На этом Армитидж не успокаивается. Чтобы помочь своим коллегам-историкам избавиться от предубеждений в отношении презентизма, он обращается к другим областям исторического знания, где наблюдается гораздо большая к нему толерантность. Так, например, историки естествознания более благосклонны к презентизму, поскольку им чаще приходится иметь дело с каузальными, а не с интерпретативными объяснениями, и они охотнее, чем историки-гуманитарии, допускают существование временного континуума. В работах американского историка науки и климатолога Наоми Орескес и ее французского коллеги, биолога Лорана Луазона, тоже выступающих в защиту презентизма, Армитидж находит целую россыпь очень своеобразных, но всегда приемлемых в научном отношении его версий: субстантивный, нормативный, эмпирический, методологический, описательный презентизм и др. Я не буду останавливаться на каждой из них подробно. Укажу только на две его разновидности, которые Армитидж находит наиболее продуктивными. Первая – это т.н. критический презентизм. Согласно Луазону, у которого Армитидж заимствует его спецификацию, он представляет собой полную противоположность «вигской интерпретации истории» – и поэтому joci gratia может называться «торийской интерпретацией истории» – в том смысле, что «достигнутое историком понимание сложности и случайности прошлого используется для развенчивания претензий настоящего.

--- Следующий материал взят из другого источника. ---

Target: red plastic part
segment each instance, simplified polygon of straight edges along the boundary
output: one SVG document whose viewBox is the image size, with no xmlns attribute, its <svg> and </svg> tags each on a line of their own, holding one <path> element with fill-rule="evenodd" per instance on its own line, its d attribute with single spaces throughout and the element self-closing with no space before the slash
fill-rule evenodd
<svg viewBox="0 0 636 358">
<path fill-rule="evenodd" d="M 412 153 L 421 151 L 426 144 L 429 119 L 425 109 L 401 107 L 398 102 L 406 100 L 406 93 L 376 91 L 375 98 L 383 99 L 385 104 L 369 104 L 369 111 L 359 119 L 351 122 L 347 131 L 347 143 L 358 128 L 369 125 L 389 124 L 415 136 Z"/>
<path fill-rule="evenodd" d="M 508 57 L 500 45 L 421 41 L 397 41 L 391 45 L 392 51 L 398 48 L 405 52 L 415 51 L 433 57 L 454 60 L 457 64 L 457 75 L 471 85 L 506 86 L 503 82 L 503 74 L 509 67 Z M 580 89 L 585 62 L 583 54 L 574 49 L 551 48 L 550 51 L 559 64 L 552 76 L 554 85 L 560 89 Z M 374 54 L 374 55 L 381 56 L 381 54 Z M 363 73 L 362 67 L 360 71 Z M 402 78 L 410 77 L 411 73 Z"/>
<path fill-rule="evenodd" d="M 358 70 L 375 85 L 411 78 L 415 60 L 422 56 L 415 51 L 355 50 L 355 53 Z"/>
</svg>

Дело в том, что настоящее не является целью, к которой стремилось прошлое, и не может быть реализацией устремлений деятелей прошлого […]. Быть критичным в этом смысле – значит выступать против презентизма в его различных телеологических обличьях»[17]. Последний вид презентизма, вызывающий особенное одобрение Армитиджа, мотивационный, он встречает в работах Орескес, которая не просто изучает историю науки, но, прежде всего, исследует роль науки в решении сложнейших экологических и социальных проблем, таких как изменение климата или использование научных технологий в табачной индустрии. Иными словами, подобный интерес к истории продиктован деятельной гражданской позицией. «То, что для нас важно в прошлом, – пишет Орескес,– напрямую связано с тем, кто мы есть, где мы живем и что мы считаем важным – для нас, здесь и сейчас, в настоящем»[18].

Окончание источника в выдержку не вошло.